While the film’s main characters are relative unknowns, the supporting voices are both familiar and well cast. Jeff Garlin and Leslie Mann make for interesting choices as Norman’s parents, but both play the uninformed, inconsiderate roles well. Similarly, you wouldn’t think that Christopher Mintz-Plasse (Superbad’s McLovin’) would have the chops to be a veritable bully, but the animated work lends itself to the suspension of disbelief and the actor somehow pulls it off. The aforementioned Affleck and Kendrick also capably carry their roles here. Although their star power is likely the film’s drawing card, their voices could have been replaced by virtually any other actors and the movie likely wouldn’t miss a beat.

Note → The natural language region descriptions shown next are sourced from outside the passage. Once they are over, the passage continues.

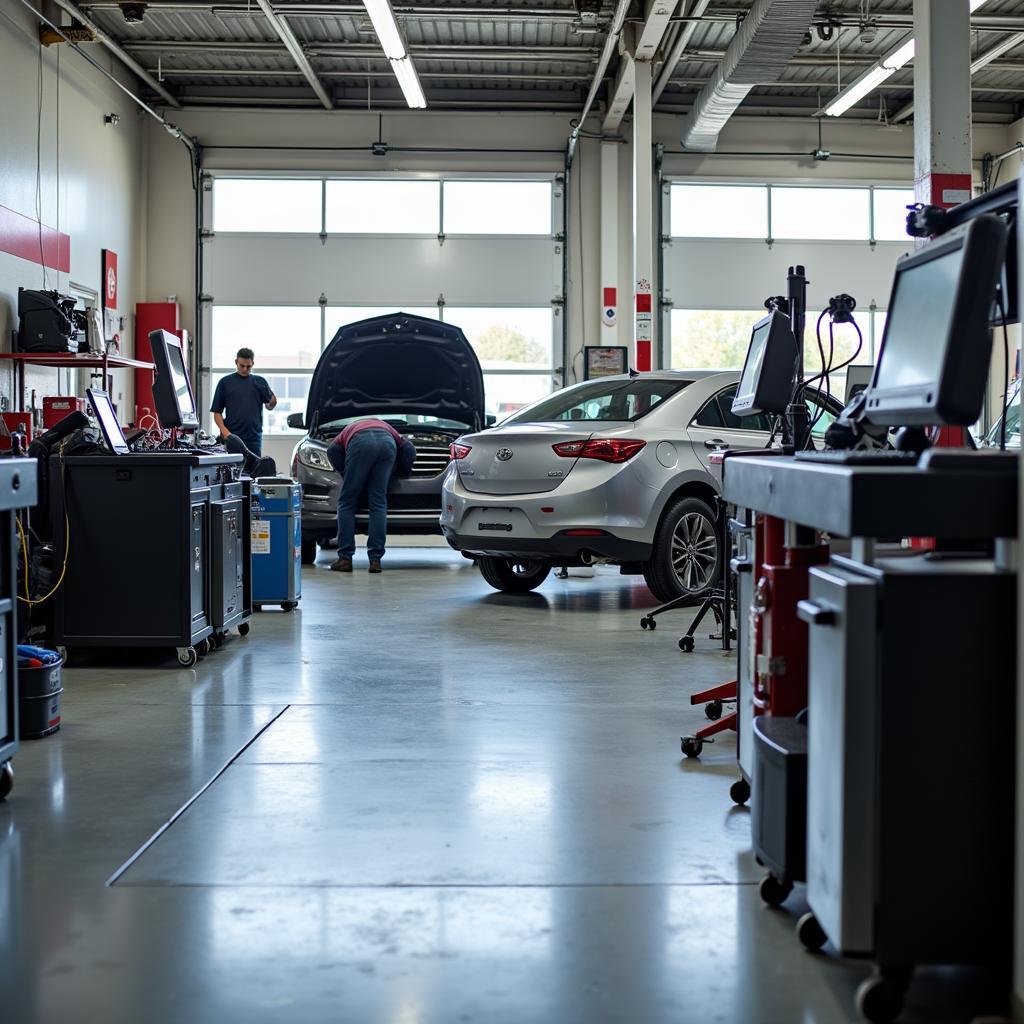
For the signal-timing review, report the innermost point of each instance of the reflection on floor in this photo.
(425, 802)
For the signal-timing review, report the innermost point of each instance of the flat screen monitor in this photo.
(935, 352)
(172, 391)
(766, 383)
(108, 419)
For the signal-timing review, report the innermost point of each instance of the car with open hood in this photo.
(419, 375)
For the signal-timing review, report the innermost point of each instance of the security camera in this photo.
(133, 13)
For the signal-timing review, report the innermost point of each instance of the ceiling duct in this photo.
(763, 45)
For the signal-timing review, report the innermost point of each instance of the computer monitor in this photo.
(935, 352)
(172, 391)
(108, 419)
(767, 380)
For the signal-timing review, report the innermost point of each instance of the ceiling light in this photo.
(410, 82)
(865, 84)
(386, 28)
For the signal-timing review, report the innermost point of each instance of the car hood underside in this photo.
(398, 364)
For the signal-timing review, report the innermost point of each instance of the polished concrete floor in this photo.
(411, 801)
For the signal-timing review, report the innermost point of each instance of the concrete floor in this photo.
(412, 801)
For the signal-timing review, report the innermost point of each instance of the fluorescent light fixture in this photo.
(386, 28)
(410, 82)
(866, 83)
(871, 79)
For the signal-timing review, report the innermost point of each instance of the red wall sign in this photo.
(110, 280)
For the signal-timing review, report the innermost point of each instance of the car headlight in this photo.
(314, 457)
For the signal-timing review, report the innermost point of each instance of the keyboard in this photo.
(861, 457)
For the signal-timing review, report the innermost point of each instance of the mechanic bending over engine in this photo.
(367, 454)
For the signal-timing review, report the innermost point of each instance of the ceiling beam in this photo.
(292, 44)
(639, 44)
(979, 62)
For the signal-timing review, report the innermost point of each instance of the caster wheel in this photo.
(773, 891)
(880, 999)
(739, 791)
(691, 745)
(810, 933)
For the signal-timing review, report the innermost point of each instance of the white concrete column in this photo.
(610, 332)
(643, 219)
(942, 101)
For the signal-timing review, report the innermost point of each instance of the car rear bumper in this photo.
(557, 549)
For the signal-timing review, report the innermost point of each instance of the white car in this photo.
(610, 470)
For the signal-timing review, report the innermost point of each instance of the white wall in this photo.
(92, 185)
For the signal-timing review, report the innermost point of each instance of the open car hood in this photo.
(397, 364)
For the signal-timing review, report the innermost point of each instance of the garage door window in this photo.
(383, 207)
(498, 208)
(265, 205)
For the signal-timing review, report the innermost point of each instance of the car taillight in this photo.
(603, 449)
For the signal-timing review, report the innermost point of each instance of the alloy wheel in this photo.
(694, 551)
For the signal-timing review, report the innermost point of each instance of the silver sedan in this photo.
(611, 470)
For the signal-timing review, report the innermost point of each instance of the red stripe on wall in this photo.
(19, 237)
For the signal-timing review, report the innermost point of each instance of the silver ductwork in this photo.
(763, 45)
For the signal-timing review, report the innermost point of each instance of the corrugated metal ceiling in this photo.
(548, 46)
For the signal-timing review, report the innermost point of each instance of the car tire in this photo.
(512, 577)
(308, 551)
(687, 523)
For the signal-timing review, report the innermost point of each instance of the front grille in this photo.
(431, 460)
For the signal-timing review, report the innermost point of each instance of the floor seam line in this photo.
(192, 800)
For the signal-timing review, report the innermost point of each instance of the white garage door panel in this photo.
(695, 274)
(372, 271)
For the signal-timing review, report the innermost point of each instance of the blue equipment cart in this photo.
(276, 542)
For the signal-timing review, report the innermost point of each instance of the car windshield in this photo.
(609, 399)
(410, 420)
(1013, 422)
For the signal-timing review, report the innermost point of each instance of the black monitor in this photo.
(108, 419)
(766, 383)
(172, 391)
(935, 352)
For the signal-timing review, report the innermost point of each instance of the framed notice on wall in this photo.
(604, 360)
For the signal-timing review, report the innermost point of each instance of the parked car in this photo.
(419, 375)
(611, 470)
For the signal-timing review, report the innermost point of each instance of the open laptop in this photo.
(108, 419)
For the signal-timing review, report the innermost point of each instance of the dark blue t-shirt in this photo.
(240, 399)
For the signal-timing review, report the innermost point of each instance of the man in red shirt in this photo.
(366, 454)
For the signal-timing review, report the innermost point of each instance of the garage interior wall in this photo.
(92, 184)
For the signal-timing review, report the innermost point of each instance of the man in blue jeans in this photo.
(366, 454)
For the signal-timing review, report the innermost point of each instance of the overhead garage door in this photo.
(288, 260)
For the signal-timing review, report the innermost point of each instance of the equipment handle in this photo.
(812, 613)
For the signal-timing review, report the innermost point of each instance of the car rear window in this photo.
(597, 400)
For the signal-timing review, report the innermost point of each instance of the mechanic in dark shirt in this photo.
(367, 453)
(239, 402)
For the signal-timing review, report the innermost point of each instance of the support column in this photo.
(643, 218)
(609, 244)
(942, 102)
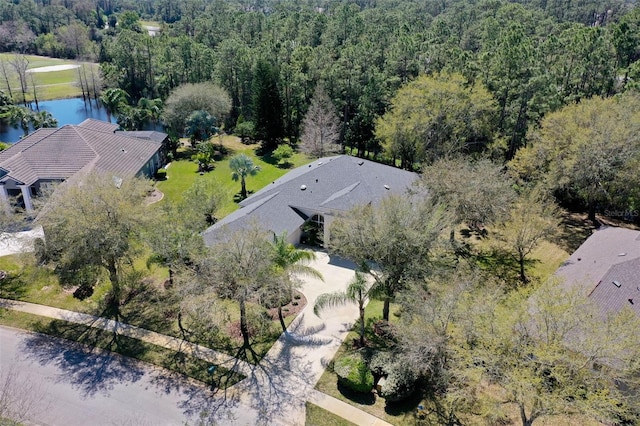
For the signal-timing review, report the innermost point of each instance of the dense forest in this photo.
(533, 57)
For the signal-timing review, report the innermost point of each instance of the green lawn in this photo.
(317, 416)
(49, 85)
(182, 173)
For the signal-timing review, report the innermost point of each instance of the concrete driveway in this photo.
(87, 386)
(19, 242)
(282, 383)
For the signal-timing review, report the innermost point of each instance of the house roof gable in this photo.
(60, 153)
(328, 185)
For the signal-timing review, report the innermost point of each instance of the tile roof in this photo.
(60, 153)
(331, 185)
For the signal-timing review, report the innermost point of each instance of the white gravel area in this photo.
(19, 242)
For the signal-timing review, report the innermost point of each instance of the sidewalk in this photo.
(148, 336)
(277, 389)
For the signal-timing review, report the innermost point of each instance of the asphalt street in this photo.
(70, 384)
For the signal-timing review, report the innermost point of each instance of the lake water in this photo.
(66, 111)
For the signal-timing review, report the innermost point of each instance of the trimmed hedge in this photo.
(353, 372)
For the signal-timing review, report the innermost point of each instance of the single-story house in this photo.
(51, 156)
(317, 193)
(607, 269)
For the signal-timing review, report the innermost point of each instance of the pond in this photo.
(66, 111)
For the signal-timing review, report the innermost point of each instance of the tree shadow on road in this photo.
(92, 371)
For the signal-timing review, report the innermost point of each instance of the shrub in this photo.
(161, 174)
(282, 154)
(400, 383)
(354, 373)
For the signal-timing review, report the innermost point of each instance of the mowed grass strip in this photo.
(318, 416)
(49, 85)
(183, 173)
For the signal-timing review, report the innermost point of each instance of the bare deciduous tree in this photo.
(321, 126)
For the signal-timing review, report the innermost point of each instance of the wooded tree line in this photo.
(532, 57)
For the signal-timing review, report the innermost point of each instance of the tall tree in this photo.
(113, 100)
(554, 354)
(95, 225)
(267, 105)
(478, 192)
(587, 152)
(237, 267)
(434, 117)
(190, 98)
(242, 166)
(532, 219)
(289, 263)
(393, 241)
(357, 292)
(320, 127)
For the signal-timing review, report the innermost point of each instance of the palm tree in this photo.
(289, 261)
(241, 167)
(358, 291)
(113, 99)
(43, 119)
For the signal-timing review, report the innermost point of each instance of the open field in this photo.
(49, 85)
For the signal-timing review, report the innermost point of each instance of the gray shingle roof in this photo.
(332, 185)
(612, 298)
(99, 125)
(610, 254)
(60, 153)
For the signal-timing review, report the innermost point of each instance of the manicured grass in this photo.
(182, 173)
(317, 416)
(178, 362)
(49, 85)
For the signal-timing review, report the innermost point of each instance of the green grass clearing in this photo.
(49, 85)
(183, 172)
(176, 362)
(317, 416)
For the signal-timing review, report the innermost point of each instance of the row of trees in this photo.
(542, 349)
(531, 57)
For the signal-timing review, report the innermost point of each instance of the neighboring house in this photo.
(50, 156)
(316, 192)
(607, 267)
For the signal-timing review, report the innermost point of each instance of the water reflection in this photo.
(66, 111)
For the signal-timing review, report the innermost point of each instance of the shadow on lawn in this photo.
(13, 287)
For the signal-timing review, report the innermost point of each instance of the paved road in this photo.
(73, 385)
(102, 385)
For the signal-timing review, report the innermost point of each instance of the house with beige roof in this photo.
(51, 156)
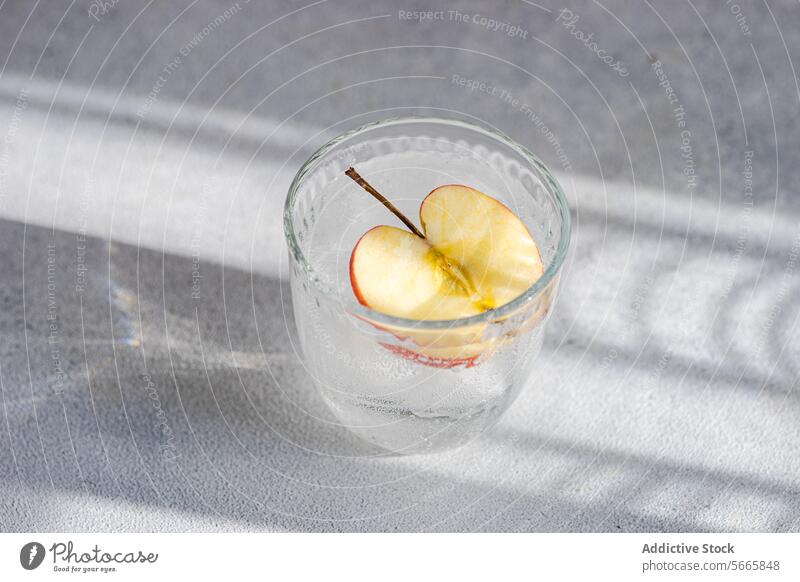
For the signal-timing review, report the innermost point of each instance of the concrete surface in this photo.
(667, 395)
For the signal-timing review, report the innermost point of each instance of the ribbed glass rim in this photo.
(489, 315)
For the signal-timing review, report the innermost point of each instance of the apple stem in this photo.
(383, 200)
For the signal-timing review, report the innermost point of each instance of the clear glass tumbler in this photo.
(405, 385)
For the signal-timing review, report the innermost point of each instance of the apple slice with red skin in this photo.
(476, 255)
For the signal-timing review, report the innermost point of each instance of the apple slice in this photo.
(475, 255)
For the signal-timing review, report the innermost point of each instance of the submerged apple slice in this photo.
(492, 246)
(475, 255)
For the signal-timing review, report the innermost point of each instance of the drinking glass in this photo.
(407, 385)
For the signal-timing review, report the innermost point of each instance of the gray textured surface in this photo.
(667, 395)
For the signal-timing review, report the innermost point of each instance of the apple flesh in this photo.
(476, 255)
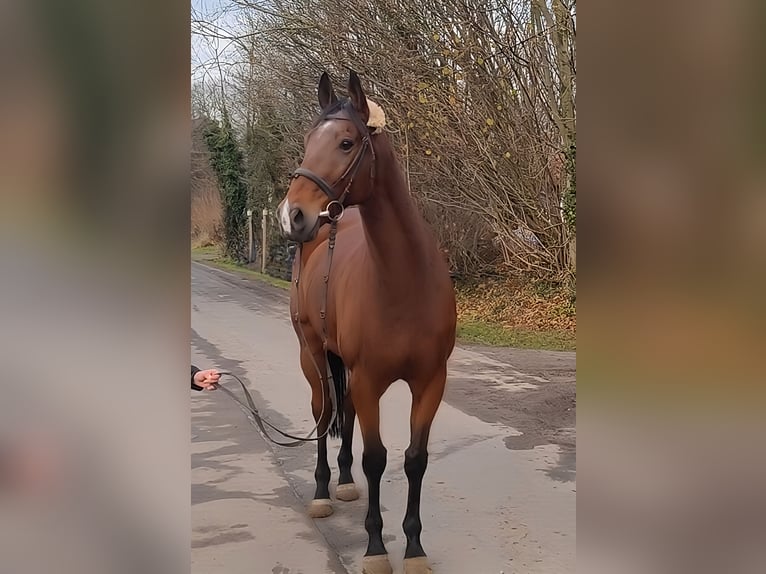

Even though “ParaNorman,” artistically is an interesting watch because of its unpolished worts-and-all style of stop-motion animation, the film is uniquely gloomy. Despite a series of intentional gaffs and one liners, character killings and haunting villains make this PG title more appropriate for teens rather than children. Although shown in 3D, the effects add little if anything to the final product, making the glasses on your face more of a nuisance than anything else. That said, despite being hidden beneath the impressively produced graphics of the movie, the lingering message taken from the film is a positive one in the face of negativity.

“ParaNorman” is rated PG, starring Anna Kendrick, Casey Affleck, Leslie Mann, and introducing Kodi Smith-McPhee, has a runtime of 93 minutes, and is released in theaters everywhere on Friday, August 17th.

- Jane Van Arsdale

Related Articles


About Author


(0) Readers Comments

Comments are closed.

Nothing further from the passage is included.